02-27-2013 01:24 AM
02-27-2013 01:48 AM
hi ,
we would need more details
1) what is your operation system of Media server?
2) what is your hardware? tape library info
3) are you seeing this error for any particular media or Drive? or its random between the Drives and medias?
4) let us know the output of below command
scan
vmoprcmd -d
tpconfig -d
tpautoconf -t
5) and also the logs of bptm and /usr/openv/netbackup/db/media/errors
6) detail status of the failed job.
and also did you check if the tape is write protected.?
does it giving the error afer writing some data ,, or without writing any data?
02-27-2013 07:31 PM
Hi,
1) what is your operation system of Media server?
The media server is running solaris 10 sparc.
2) what is your hardware? tape library info
Tape library SL500
3) are you seeing this error for any particular media or Drive? or its random between the Drives and medias?
This is random for any media.
4) let us know the output of below command
See file attach "sl500_cmd_logs".
5) and also the logs of bptm and /usr/openv/netbackup/db/media/errors
See file attach "errors"
6) detail status of the failed job.
See picture attach image005 and image 006
and also did you check if the tape is write protected.?
Yes, I have checked, the tape is not write proteted
Thank you.
02-27-2013 08:15 PM
NetBackup relies on the OS for I/O. This means that NBU is merely reporting error and that we are not going to get a lot of info by looking at NBU alone.

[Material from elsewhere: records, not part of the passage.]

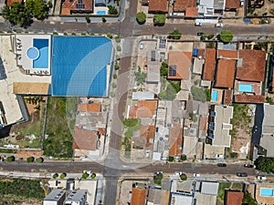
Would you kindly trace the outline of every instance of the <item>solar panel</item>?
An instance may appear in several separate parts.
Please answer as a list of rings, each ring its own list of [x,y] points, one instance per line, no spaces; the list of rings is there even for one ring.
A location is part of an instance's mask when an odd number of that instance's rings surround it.
[[[151,57],[151,61],[155,61],[155,60],[156,60],[155,55],[156,55],[155,51],[154,51],[154,50],[152,50],[152,57]]]
[[[159,48],[165,48],[166,39],[160,39]]]
[[[169,71],[168,71],[168,76],[170,77],[175,77],[176,76],[176,66],[170,66],[169,67]]]

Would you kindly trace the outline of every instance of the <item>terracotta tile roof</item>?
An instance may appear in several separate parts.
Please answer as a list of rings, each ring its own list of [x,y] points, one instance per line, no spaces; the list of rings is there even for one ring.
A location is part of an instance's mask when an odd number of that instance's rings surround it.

If you are seeing regular status 84's, then /usr/openv/netbackup/db/media/error will help us determine if I/O errors are experienced on a particular tape drive or particular media.
You also need to enable the following logs on the media server:
Create /usr/openv/netbackup/logs/bptm folder
Add VERBOSE entry to /usr/openv/volmgr/vm.conf and restart NBU on media server.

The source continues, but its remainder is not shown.